On Hiring: Seven Principles (Version 1.0)
3 min readMay 27, 2022
- Every job description for meaningful work will converge to “creative, adaptive problem solver.”(cit. V. Ming): The world is increasingly VUCA (Volatile, Uncertain, Complex, Ambiguous) and on the top of that physical and cognitive routine labour is becoming automated. In a socio-economic environment innervated by fat tails, global shocks and AIs, value will be added by adaptive learners dealing with complexity.
- Potential > Experience: IQ + drive + creativity move planets. Not everyone should be top in every dimension but the baseline should be ambitious. A hungry, motivated person with high fluid intelligence can outsmart, outwork and out-flexible-behave established players.
- High ambition with low ego: This is the right — and rare — combination in terms of mindset / character / personality. Ambition provides the vision and energy to reach uncommon goals. It will also help in being contagious and motivate others with your dreams. Low ego means being humble when necessary, finding the way to your goals learning from other people, other disciplines, dismantling your own prejudices and habits.
- No compromises: You should be elitist and hyper-selective in onboarding people, being uncompromising in terms of character, intelligence and competence requirements. Zero tolerance for winding down standards because of rush / immediate needs, hiring interns / juniors for a favor to a client, lowering the bar because the hiring process is long and costly. The top CEOs are recruiters. This is incredibly hard in some cases (i.e. hiring technical profiles), but look at the next points.
- Explore strange places: Some of the best people came from nontraditional backgrounds, strange disciplines, peripherical universities, failed companies, unlikely habits. The finance person from a secondary business school, the non-extroverted salesperson, the data scientist with a non-quantitative degree. They have hidden treasures, are highly motivated, offer uncommon perspectives and often overcompensate their lack of visible pedigree in surprising ways. In corporate speak, when engaged in hiring it pays off to be contrarian, finding the “blue oceans”, uncommon talents pools hidden beyond the small groups contended by every consulting firm / investment bank / law firm / megacorporation / tech company.
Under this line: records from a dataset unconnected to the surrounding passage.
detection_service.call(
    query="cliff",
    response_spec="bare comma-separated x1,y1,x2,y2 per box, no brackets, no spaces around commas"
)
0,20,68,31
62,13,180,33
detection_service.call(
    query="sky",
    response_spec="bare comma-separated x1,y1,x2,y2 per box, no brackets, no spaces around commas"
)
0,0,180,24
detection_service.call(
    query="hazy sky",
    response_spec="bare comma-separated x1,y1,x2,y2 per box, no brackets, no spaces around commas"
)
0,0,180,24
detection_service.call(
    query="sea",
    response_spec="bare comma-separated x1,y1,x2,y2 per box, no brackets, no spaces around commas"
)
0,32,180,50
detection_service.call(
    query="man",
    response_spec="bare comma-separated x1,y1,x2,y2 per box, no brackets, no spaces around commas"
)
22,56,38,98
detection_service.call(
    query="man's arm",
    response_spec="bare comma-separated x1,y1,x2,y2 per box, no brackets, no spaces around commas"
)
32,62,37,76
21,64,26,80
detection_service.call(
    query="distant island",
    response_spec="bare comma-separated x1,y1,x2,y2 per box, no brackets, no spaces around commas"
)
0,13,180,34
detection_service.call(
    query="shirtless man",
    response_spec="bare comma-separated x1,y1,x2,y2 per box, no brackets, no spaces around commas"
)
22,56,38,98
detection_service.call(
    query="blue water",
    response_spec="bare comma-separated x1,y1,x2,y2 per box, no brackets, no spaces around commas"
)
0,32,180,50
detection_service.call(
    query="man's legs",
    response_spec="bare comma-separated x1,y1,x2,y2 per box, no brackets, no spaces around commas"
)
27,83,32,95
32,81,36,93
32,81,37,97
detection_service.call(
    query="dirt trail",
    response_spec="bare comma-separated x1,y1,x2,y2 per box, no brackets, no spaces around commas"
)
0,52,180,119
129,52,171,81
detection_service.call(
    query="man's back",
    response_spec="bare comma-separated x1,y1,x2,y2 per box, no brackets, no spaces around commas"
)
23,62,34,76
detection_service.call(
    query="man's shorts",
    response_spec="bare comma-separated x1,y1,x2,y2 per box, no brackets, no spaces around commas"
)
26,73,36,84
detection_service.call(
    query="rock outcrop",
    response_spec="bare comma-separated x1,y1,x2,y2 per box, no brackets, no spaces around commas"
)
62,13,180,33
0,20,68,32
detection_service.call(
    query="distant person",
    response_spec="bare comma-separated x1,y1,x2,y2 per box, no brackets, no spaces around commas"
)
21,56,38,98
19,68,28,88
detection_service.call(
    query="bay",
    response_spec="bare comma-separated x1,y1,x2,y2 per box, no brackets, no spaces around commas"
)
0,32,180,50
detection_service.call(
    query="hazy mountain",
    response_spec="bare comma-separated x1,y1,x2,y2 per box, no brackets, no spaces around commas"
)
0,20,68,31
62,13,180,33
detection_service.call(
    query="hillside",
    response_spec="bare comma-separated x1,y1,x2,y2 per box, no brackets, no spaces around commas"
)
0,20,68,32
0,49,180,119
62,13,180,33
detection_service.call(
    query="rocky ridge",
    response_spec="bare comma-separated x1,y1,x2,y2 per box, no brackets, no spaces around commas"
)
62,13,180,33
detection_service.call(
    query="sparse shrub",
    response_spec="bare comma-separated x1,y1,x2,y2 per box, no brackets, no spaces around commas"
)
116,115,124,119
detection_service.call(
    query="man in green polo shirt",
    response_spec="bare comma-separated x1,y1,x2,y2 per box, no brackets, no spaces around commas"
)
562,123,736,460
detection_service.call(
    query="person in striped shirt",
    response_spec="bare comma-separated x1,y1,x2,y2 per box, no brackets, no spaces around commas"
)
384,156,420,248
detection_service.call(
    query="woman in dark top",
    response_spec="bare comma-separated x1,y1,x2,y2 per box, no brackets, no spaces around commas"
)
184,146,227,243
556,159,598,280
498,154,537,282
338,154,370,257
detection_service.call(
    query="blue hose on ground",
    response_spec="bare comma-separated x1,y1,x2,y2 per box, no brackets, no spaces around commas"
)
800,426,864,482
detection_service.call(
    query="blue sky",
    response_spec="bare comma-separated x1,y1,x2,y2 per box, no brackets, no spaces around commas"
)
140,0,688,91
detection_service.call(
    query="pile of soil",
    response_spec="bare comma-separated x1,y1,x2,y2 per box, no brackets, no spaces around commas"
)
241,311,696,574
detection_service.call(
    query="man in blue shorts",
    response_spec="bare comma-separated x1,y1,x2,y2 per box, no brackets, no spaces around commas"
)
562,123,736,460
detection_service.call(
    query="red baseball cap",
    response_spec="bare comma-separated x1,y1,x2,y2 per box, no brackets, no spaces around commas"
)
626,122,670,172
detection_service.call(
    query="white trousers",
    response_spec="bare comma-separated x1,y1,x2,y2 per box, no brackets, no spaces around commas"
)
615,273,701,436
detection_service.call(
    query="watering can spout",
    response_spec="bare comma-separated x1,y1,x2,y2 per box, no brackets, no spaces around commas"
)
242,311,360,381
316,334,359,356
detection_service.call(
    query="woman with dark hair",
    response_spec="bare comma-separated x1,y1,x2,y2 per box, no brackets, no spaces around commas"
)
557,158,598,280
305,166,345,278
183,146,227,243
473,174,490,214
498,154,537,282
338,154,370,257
- Diversity beyond the hype: Building a psychological ecology in your organizations pays off. First of all diversify yourself as a manager/CEO/recruiter, avoiding the common urge to hire copycats of yourself. Team members should compensate each other in terms of strengths / weaknesses, backgrounds and areas of interest. Embrace diversity crossing multiple boundaries: socioeconomic status, professional background, gender, nationality, ethnicity, lifestyle, beliefs, family, age, communication style, career objectives, personal interests.
- Trust peers: Smart, creative, uncommon people often know each other. Sometimes they worked or studied together, but more frequently they are connected because of weak ties developed with niche interest group: from social causes to obscure programming languages, from otaku anime / gaming communities to meetups regarding fringe intellectual interests. They are connected because of reputation within their peer group and network centrality inside their community. They worked in challenging projects or built something together, created open source projects, blogs, podcasts, TikTok channels, startups (most of the times failed, but it doesn’t matter), volunteer and activism initiatives. Great minds think alike, or at least gamed / tik tokked / coded / blogged / meetupped together.